急性肾损伤(AKI)是儿科重症监护病房(PICU)患儿中一种隐匿的并发症。

目的

评估尿 [TIMP - 2][IGFBP7] 对检测PICU患者AKI的早期预测和诊断价值。

方法

对112名儿童进行病例对照研究(72名入住PICU,40名健康对照)。在入住PICU的24小时内测定尿 [TIMP - 2][IGFBP7]。

结果

72名重症患者中有52名(72.2%)发生急性肾损伤。AKI组的血清肌酐、CRP和儿科序贯器官衰竭评估评分(pSOFA)显著更高(分别为P = 0.001、0.01和0.001),而估计肌酐清除率(eCCl)显著更低(P = 0.001)。与非AKI组相比,AKI组的尿 [TIMP - 2][IGFBP7] 显著更高(P = 0.007)。AKI组的PICU住院时间长1.8倍(P = 0.004)。在研究入组时,7名(13.5%)患者的初始eCCl正常。26名患者(50.0%)符合“风险”标准,18名患者(34.6%)符合“损伤”标准,1名患者(1.9%)符合“衰竭”标准,0名患者(0%)符合“失功”标准。9名(17%)患者进展到更高一级的儿科风险、损伤、衰竭、失功、终末期肾病(pRIFLE)阶段。尿 [TIMP - 2][IGFBP7] 在“衰竭”阶段最高,其次是“损伤”阶段,然后是“风险”阶段(P = 0.001)。低血容量/脱水的 [TIMP - 2][IGFBP7] 值最高,其次是脓毒症。

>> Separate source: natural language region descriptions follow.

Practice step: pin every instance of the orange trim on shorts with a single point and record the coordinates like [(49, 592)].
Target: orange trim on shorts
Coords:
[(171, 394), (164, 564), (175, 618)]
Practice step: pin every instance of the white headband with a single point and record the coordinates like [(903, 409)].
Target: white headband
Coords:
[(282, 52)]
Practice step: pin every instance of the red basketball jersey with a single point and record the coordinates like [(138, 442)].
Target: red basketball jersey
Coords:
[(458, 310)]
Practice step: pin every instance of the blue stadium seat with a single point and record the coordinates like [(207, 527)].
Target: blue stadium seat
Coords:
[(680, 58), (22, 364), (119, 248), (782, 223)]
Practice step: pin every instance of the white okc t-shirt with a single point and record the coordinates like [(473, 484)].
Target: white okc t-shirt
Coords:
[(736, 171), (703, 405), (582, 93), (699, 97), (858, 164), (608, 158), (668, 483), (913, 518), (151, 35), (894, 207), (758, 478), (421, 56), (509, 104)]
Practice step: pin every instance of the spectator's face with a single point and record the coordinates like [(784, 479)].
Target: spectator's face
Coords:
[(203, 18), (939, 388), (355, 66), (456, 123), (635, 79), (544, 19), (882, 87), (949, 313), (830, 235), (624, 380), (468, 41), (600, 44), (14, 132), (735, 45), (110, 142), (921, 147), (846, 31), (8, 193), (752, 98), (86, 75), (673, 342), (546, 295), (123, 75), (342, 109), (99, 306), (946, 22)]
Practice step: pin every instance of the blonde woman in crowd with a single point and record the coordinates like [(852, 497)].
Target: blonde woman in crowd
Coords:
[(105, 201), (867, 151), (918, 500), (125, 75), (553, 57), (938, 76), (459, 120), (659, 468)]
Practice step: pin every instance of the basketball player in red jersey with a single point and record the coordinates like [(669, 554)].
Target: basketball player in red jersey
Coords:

在机械通气患者和接受血管活性药物治疗的患者中,尿 [TIMP - 2][IGFBP7] 显著升高。

结论

与非AKI患者相比,AKI患者的 [TIMP - 2]·[IGFBP7] 更高,尤其是低血容量和脓毒症患者。它可能预测严重的发病率和死亡率,因为在机械通气儿童和接受正性血管活性支持的儿童中其水平更高。

如何引用本文

伊斯梅尔·M、阿卜杜勒哈米德·N、哈桑宁·H·M、哈米德·H·M、莫塔维·A、卡迈勒·S,《尿TIMP - 2和IGFBP - 7对危重症儿童急性肾损伤的早期诊断和预后价值》。《印度危重症医学杂志》2024;28(10):970 - 976。